The Slatest

Trump Has Said a Billion Terrible Things. Why Are Republicans Condemning This One?

Paul Ryan at an event Tuesday in Washington, D.C.

Mark Wilson/Getty Images

Donald Trump’s racist attacks against Gonazalo Curiel, the “Mexican” (American) judge handling two of the fraud lawsuits against “Trump University,” are not going over well with his fellow Republicans. Party leaders like Paul Ryan have denounced them—Ryan just called Trump’s line of reasoning “the textbook definition of a racist comment”—and figures like Lindsey Graham and Marco Rubio who seemed to have been making peace with Trump’s nomination have popped up to call him out. The usual excuses are being made, but even these seem to be grounded in a consensus that Trump crossed some sort of line.

But why these comments, after the many, many, many other ghastly things Trump has said about women, Muslims, undocumented immigrants, disabled people, and pretty much everyone else? I put the question to Slate’s crack politics staff.
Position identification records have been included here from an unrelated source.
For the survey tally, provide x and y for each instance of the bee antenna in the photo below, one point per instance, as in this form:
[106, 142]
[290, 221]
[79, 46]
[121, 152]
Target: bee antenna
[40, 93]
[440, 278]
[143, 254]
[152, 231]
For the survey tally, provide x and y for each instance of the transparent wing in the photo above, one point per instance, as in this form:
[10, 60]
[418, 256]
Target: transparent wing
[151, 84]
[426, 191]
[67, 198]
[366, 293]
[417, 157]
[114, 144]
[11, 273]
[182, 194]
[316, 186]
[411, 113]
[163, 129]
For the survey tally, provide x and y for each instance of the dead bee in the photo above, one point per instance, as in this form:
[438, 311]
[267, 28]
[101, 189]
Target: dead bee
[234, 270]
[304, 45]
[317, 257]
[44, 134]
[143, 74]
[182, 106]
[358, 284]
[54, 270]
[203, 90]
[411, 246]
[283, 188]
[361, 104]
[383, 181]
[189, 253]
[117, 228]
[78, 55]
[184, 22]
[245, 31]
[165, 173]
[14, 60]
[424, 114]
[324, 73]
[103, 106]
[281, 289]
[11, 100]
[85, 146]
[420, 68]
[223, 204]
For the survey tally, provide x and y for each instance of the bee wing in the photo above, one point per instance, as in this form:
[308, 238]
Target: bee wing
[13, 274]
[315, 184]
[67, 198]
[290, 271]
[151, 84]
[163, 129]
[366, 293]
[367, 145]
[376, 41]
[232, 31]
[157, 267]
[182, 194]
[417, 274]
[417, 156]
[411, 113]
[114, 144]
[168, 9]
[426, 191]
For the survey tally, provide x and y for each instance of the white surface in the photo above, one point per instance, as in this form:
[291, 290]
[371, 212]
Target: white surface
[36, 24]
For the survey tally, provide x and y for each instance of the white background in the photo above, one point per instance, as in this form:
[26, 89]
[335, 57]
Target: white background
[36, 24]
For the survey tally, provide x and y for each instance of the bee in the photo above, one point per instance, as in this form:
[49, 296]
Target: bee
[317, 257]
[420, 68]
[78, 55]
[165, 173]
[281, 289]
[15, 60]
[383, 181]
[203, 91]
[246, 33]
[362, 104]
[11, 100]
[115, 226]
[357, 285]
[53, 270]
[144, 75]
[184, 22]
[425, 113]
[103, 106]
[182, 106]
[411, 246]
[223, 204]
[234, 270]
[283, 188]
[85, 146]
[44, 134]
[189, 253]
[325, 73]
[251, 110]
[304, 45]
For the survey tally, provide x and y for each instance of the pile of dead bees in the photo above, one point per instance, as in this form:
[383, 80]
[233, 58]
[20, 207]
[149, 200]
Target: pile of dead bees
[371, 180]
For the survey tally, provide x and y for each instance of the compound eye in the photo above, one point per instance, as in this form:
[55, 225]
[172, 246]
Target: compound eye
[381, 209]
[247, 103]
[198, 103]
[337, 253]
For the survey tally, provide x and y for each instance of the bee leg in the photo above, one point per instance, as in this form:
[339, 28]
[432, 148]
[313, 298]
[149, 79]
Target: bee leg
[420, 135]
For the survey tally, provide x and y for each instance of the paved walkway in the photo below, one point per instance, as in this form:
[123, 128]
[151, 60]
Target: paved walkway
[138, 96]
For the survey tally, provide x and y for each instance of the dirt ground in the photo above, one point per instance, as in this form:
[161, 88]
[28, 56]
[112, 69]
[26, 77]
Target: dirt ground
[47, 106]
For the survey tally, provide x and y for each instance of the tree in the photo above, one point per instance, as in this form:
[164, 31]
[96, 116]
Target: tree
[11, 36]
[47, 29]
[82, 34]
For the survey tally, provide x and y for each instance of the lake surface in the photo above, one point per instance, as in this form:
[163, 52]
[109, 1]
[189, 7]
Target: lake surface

Here are some good guesses, and also my guesses, as to why the Republican establishment is not letting this one slide.

1. Trump is the nominee now. This is the first major controversy Trump has gotten himself into since he effectively clinched the Republican nomination. He’s now associated with the party in a way that he wasn’t when he made the other offensive comments. Republicans with their own reputations to protect no longer have any excuse not to respond to what he says.

2. This is exactly what Trump’s allies have been saying he won’t do anymore. Figures ranging from Ryan to Trump’s own campaign chairman have been claiming for weeks that Trump is going to grow up, as it were, now that we’re in general-election season. Top Republicans likely believe, and are justified in believing, that the kind of rhetoric Trump is directing toward Curiel is not going to help him get elected, and their public condemnations could be taken as signals to the candidate that he really needs to get his act together while there’s still time. 

3. Trump’s comments were very clearly insulting to a very large electoral group. Muslims aren’t a major voting bloc; while Trump’s misogyny is readily apparent to anyone who has followed his career and campaign, he has generally avoided saying anything broadly offensive about women as a group; you can always try to get away with obnoxious comments about undocumented immigrants by claiming that you think legal immigrants are great. But calling a U.S. citizen like Curiel a “Mexican” sends a very clear message to every American of Latino descent: No matter what you do or how long your family has been here, people like Donald Trump will never consider you fully American. Meanwhile, there are roughly 27 million Latino voters in the U.S.  

4. Curiel is a relatable and formidable foil. There’s a famous quote apocryphally attributed to Stalin: “A single death is a tragedy; a million deaths is a statistic.” It’s human nature to be more compelled by the story of one person than by generalizations about a group. Undecided voters suspecting that Trump is a little racist is one thing; undecided voters seeing Trump refer to an Indiana-born ex-prosecutor (who once had to live under protection on a naval base because he’d apparently been targeted for death by drug traffickers) as a “Mexican,” then insinuating that he sympathizes with border-crossing criminals, is another.

5. Trump is human-whistling rather than dog-whistling. The Republican Party’s electoral success relies on a coalition of white people that includes some who hold racist beliefs and some (many, even! Not all is lost) who do not. To avoid turning off nonracists while also keeping the racists aroused, Republican politicians use what are commonly referred to as dog whistles: statements that racist people would agree with that aren’t plainly racist because they’re about “culture” or, in the old days, “states’ rights,” rather than innate racial characteristics per se. (Here’s a good example of such a statement. Here’s another. And here is the best/worst one ever.) The GOP’s official position is ostensibly welcoming to people like Gonzalo Curiel, a child of immigrants who got an education, worked hard, and made good. The fact that Republican policies generally make it harder rather than easier for nonwhite immigrants and their children to get good educations and good jobs is, according to the party line, simply a matter of the market determining outcomes rather than a product of racial animus. But in Curiel’s case, Trump is breaking the party line and making that animus explicit. 

So there you go! Those five items explain everything. Enjoy the rest of your day.